A Goomer nasceu da rotina de um restaurante familiar em Bragança Paulista, no interior de São Paulo. Hoje, a startup está presente em mais de 10 mil restaurantes, opera cerca de 50 mil tablets pelo país e movimenta mais de R$ 4 bilhões em pedidos por ano.
A empresa foi fundada em 2014 por Felipe Lo Sardo, ao lado de Rafael Laganaro e Daniel Wassano, colegas de faculdade em Sorocaba. O ponto de partida veio de uma dor antiga do setor: a dificuldade de contratar, treinar e manter equipes em operações com alta demanda e margens apertadas.
“Há doze anos, a principal dor dos restaurantes era mão de obra. Hoje continua sendo exatamente a mesma”, afirma Felipe Lo Sardo, CEO da Goomer.
A companhia começou com tablets instalados nas mesas, para que os clientes fizessem pedidos sem depender do garçom em todas as etapas. O primeiro nicho foram os rodízios japoneses, que costumam ter alto volume de pedidos ao longo de uma mesma refeição.
Do restaurante da família à tecnologia para o salão
Felipe cresceu acompanhando a rotina do restaurante da família, especializado em frutos do mar. O negócio existe há quase 50 anos e segue em operação, agora sob comando de familiares.

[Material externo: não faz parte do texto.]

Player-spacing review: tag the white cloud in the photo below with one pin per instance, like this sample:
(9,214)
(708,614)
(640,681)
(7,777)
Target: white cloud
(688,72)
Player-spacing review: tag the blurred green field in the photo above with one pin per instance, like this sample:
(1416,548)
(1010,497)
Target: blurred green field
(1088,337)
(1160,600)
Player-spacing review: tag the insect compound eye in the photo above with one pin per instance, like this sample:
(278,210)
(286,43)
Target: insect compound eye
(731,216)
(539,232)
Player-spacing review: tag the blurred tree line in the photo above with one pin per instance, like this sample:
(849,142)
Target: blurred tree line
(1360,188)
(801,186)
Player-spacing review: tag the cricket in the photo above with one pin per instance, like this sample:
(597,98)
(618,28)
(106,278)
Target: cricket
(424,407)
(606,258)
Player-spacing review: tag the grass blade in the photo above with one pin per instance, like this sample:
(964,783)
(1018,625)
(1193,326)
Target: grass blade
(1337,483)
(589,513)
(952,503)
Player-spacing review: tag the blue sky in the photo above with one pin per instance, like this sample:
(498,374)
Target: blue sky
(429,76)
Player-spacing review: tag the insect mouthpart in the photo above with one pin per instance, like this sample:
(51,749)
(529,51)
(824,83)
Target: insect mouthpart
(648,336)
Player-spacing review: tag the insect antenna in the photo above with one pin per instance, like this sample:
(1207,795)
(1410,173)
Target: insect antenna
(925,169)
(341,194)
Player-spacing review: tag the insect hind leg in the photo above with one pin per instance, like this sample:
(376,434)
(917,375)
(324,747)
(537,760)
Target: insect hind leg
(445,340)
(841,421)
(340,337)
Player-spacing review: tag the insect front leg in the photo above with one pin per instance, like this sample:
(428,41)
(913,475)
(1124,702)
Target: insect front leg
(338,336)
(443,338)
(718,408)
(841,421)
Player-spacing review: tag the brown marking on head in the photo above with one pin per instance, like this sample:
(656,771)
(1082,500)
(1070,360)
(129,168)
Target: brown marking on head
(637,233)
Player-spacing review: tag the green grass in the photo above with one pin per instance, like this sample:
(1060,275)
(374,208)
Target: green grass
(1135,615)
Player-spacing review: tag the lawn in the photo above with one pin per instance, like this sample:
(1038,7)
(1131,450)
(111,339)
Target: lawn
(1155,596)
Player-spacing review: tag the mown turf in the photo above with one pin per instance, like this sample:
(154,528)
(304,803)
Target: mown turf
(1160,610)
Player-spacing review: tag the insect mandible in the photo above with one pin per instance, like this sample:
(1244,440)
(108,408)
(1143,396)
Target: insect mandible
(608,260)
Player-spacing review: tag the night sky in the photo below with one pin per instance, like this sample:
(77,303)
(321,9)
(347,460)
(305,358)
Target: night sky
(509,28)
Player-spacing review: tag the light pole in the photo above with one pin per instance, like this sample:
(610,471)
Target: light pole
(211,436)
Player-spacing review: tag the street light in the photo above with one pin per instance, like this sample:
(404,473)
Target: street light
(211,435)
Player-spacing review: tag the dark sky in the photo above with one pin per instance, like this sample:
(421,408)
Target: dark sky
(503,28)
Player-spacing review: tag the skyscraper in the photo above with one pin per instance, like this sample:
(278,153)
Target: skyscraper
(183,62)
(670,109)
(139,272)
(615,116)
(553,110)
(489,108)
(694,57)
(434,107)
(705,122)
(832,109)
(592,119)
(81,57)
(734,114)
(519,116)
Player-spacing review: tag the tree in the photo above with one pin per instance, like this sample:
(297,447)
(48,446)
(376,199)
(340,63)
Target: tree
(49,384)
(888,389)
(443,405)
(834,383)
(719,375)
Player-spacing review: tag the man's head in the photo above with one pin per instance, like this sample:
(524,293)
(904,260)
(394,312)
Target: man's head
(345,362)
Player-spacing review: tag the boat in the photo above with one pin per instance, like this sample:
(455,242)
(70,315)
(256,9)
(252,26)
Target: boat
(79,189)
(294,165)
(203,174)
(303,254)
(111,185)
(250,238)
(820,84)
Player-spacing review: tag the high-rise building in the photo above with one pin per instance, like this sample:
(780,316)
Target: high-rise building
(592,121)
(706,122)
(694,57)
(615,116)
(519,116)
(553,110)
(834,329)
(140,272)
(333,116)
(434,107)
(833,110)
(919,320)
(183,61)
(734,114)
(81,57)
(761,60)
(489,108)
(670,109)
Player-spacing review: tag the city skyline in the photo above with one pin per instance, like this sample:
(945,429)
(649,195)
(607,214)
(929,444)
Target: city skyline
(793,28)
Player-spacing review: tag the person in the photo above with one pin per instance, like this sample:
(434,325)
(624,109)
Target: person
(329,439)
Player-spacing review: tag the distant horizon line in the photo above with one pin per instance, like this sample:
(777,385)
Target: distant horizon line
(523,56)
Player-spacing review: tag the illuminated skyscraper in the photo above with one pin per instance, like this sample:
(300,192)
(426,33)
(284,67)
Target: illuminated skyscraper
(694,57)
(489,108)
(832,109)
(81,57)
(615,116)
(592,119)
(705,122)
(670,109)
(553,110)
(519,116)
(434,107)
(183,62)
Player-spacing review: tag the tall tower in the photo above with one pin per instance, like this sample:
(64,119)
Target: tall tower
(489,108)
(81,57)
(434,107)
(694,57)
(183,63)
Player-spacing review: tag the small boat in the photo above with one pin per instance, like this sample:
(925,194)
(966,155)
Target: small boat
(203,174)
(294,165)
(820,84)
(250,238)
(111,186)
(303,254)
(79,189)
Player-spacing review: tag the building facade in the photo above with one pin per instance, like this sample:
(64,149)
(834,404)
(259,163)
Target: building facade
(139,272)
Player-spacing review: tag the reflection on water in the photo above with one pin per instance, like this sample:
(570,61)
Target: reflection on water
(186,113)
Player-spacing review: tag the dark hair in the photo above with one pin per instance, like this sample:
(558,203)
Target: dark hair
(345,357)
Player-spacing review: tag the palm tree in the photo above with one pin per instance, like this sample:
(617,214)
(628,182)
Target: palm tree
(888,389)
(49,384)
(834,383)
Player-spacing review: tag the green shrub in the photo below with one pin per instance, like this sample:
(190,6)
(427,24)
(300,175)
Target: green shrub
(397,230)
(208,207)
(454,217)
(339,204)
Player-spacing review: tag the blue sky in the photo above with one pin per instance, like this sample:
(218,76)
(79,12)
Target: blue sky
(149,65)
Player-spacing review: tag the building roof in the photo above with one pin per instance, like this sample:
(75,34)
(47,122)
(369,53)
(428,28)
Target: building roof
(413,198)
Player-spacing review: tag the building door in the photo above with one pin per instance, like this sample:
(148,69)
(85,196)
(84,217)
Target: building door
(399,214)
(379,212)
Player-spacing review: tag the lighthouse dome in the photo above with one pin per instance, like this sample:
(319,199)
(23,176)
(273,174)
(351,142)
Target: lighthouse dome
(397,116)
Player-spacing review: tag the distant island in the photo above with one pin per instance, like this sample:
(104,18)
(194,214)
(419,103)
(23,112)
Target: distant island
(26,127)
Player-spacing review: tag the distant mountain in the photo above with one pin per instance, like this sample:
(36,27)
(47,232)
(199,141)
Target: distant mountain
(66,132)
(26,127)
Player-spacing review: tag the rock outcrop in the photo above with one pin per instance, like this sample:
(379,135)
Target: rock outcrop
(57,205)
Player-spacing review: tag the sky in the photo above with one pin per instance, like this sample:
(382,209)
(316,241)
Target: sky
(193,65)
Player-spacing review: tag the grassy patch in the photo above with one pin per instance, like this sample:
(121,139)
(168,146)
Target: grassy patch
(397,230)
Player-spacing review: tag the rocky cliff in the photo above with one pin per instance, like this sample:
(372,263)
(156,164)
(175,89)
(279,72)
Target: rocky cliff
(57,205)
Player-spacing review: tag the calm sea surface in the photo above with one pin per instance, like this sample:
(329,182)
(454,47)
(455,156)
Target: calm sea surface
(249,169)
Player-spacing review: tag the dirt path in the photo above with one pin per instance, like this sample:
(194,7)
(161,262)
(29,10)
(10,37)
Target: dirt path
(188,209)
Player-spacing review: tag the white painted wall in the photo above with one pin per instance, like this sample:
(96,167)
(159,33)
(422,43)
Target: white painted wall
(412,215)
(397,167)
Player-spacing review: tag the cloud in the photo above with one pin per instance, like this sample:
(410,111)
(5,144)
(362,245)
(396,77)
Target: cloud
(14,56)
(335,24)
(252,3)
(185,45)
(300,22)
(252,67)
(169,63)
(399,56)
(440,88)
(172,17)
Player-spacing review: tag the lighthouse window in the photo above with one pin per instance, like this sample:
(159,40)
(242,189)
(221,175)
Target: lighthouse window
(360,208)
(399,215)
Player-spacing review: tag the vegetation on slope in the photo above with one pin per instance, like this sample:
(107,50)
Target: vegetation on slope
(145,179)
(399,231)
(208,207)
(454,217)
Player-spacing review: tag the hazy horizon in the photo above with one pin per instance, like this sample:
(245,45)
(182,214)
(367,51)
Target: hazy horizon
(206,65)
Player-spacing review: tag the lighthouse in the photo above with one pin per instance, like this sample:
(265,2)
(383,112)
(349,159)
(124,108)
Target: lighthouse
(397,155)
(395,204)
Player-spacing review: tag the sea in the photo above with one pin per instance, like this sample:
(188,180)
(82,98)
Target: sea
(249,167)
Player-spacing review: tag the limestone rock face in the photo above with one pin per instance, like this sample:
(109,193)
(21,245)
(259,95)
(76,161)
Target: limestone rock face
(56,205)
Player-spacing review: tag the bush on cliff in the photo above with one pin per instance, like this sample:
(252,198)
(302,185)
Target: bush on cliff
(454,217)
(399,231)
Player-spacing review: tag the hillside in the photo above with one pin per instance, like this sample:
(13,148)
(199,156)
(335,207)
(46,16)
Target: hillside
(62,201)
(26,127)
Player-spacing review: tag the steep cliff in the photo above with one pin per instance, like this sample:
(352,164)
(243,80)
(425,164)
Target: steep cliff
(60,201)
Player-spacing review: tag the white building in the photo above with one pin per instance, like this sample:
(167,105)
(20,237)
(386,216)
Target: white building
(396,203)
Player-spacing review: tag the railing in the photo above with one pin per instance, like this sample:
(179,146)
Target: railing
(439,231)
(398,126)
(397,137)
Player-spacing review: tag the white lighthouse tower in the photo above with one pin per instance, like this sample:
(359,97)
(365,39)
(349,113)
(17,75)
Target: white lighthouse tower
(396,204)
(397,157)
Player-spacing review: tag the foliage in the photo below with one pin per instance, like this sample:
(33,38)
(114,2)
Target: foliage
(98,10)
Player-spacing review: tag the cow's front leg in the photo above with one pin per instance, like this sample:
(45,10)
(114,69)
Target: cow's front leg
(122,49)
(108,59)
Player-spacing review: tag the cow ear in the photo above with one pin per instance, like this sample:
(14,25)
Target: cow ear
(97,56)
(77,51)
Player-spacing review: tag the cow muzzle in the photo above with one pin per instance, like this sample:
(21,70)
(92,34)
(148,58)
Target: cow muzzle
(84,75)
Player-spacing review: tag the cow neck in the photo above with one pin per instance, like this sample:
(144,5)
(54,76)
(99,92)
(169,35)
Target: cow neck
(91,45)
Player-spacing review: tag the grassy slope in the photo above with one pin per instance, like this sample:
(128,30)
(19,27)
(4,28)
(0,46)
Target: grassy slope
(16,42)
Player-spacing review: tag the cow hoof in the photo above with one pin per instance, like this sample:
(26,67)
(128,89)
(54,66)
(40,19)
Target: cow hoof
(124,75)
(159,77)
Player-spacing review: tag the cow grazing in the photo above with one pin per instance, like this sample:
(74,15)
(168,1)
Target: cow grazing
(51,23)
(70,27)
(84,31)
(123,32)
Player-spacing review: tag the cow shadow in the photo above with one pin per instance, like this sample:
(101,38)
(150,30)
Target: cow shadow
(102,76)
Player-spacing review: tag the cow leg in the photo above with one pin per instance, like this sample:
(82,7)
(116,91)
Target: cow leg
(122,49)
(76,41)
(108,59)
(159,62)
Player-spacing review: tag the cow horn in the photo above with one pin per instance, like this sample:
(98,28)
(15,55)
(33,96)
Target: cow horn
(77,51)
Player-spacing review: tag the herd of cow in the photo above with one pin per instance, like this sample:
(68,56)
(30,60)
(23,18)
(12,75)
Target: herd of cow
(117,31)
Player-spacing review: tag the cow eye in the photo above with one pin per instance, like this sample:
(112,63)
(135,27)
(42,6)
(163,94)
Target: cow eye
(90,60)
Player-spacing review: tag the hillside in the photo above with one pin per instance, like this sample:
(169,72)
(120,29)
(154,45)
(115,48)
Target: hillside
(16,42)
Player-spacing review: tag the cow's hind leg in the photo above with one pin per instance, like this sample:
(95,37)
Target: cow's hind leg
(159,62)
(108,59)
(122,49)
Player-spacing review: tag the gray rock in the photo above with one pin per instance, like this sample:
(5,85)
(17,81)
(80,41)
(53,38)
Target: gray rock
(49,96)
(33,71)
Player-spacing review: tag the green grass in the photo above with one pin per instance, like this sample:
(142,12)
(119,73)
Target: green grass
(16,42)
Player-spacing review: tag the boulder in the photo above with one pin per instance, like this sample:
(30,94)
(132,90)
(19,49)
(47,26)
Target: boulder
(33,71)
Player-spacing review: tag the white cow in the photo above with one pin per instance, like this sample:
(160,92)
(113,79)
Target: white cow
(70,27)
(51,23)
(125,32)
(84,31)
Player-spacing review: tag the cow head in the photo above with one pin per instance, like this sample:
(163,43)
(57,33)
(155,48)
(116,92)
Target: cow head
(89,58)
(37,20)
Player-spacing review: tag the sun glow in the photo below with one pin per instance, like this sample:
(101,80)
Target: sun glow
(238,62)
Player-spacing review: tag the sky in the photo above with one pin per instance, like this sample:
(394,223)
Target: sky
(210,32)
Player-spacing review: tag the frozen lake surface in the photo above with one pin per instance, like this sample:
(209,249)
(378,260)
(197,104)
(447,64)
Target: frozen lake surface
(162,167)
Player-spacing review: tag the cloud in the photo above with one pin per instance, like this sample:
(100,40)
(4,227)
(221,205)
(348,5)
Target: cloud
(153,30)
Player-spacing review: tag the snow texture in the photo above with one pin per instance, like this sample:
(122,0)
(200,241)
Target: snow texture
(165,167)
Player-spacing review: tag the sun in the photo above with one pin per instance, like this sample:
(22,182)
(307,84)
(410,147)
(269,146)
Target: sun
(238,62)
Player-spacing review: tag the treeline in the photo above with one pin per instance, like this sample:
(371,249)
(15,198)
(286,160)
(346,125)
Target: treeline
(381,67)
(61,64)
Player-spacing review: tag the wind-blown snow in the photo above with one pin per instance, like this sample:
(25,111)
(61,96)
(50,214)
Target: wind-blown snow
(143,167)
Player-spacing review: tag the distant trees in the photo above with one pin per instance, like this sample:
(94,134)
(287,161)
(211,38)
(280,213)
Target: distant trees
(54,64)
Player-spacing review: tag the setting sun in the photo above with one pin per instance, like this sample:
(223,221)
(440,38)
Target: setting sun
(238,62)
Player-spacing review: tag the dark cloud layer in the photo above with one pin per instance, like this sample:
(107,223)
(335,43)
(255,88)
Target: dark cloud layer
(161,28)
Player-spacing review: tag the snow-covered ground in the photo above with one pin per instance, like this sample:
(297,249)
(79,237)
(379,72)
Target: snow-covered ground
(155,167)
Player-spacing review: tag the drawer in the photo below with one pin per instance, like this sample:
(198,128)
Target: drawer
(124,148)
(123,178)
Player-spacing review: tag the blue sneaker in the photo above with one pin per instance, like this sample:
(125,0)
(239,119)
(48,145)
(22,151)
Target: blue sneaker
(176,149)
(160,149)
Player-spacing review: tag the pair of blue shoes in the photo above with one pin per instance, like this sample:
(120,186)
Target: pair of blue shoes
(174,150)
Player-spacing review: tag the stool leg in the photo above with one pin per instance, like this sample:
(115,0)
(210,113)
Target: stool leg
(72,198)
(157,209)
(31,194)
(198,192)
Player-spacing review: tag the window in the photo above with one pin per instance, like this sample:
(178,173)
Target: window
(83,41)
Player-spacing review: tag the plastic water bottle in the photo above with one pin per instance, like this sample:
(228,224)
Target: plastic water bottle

Ainda criança, ele conviveu com comandas, garçons, mesas cheias, contratação de funcionários e os problemas típicos de uma operação de alimentação fora do lar.
Durante a faculdade de engenharia, passou a observar a diferença entre restaurantes e outros setores. Enquanto bancos, indústrias e varejistas avançavam em tecnologia para ganhar produtividade, boa parte dos estabelecimentos seguia com processos manuais.
A primeira versão da Goomer atacou diretamente essa lacuna. O tablet na mesa permitia que o cliente consultasse o cardápio e fizesse pedidos sozinho, enquanto a equipe do salão ganhava tempo para circular melhor entre as mesas.
A startup começou em Sorocaba, depois avançou pelo interior paulista, pela região Sul e por outros estados.
Goomer preferiu focar no cliente, não no sistema de gestão
A Goomer optou por não criar um sistema completo de gestão para restaurantes. A escolha foi se concentrar na experiência do consumidor, do balcão para fora.
Com isso, a empresa passou a integrar suas soluções aos softwares de gestão já usados pelos restaurantes. A estratégia permitiu atuar em uma camada mais visível da operação: pedidos, cardápio, autoatendimento, totens e jornada do cliente.
Nos primeiros anos, a startup recebeu recursos de investidores-anjo e, depois, de fundos como a Domo VC. O capital ajudou a expandir a operação e ampliar o portfólio.
Em 2017, a empresa lançou totens de autoatendimento para balcões. A nova frente aumentou o mercado endereçável e abriu espaço para clientes maiores, incluindo redes como Madero, Jeronimo, KFC e Grupo Trigo.
Pandemia derrubou pedidos e acelerou delivery por WhatsApp
A pandemia foi o período mais crítico da história da Goomer. Em março de 2020, com o fechamento dos restaurantes, o volume de pedidos processados pela plataforma despencou.
“A receita deles tinha caído 90%. Ninguém estava preocupado com tecnologia. Eles queriam sobreviver”, afirma Felipe.
A empresa reagiu em quatro dias com uma plataforma de delivery integrada ao WhatsApp. O serviço foi oferecido gratuitamente aos restaurantes, em uma tentativa de manter clientes vendendo durante as restrições.
A decisão ampliou a adoção da ferramenta e fortaleceu a base da startup. Marcas como Heineken e Coca-Cola apoiaram a iniciativa no período.
Depois da pandemia, a Goomer voltou a crescer, recebeu novos investimentos e chegou a mais de 150 funcionários. Em 2023, comprou a startup Abrahão, concorrente especializada em digitalização de restaurantes.